Tuesday, April 05, 2011

GreenBkk.com Tech | That 'Gmail Motion' prank? These folks made it real

That 'Gmail Motion' prank? These folks made it real

By Doug Gross, CNN
April 4, 2011 4:37 p.m. EDT | Filed under: Web


The system is silly but the software is real when a USC tech group mimicks Google's "Gmail Motion" April Fool's prank.

(CNN) -- Maybe there aren't as many fools out there as Google thought.

As part of its yearly barrage of April Fools' Day pranks, Google last week "announced" the beta release of Gmail Motion.

The fictitious feature spoofed the advent of motion-sensor technology in gaming and other digital fields, supposedly letting users type and send e-mail with a series of often silly-looking full-body movements.

The response from the University of Southern California's Institute for Creative Technologies? Why stop with just a joke?

In a video posted to YouTube, members of the Institute, which specializes in interactive digital media, shows off a system that does pretty much what Google's gag describes.

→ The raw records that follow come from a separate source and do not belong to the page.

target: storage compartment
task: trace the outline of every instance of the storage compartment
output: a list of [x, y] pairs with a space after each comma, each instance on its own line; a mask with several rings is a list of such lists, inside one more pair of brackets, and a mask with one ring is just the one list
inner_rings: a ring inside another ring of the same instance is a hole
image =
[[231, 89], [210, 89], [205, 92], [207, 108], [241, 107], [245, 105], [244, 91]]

The project uses the sensor from Microsoft's Kinect gaming system for the Xbox.

Of course the project is also done with tongue firmly in cheek. Take its name, the Software Library Optimizing Obligatory Waving (SLOOW).

"This application is pretty ridiculous," reads text at the end of the video, which had been viewed more than 230,000 times as of Monday afternoon. "However, the software powering it is real."

The name is based on the actual system the Institute's MxR (Mixed Reality) group used to create it -- the Flexible Action and Articulated Skeleton Toolkit, or FAAST.

In the video, researcher Evan Suma mimics motions from Google's spoof video. He opens e-mail with a motion similar to opening a book. He replies to a message by jerking a thumb over his shoulder and sends one by -- ridiculously -- going through the motions of licking a stamp and sticking it on a letter.

"I can't keep a straight face," Suma says, breaking out in laughter as he waves at the end of the video.

So, a way to make e-mail as difficult as a game of volleyball and as silly-looking as mime school has become reality.

Now, can somebody get to work on "Angry Nerds?"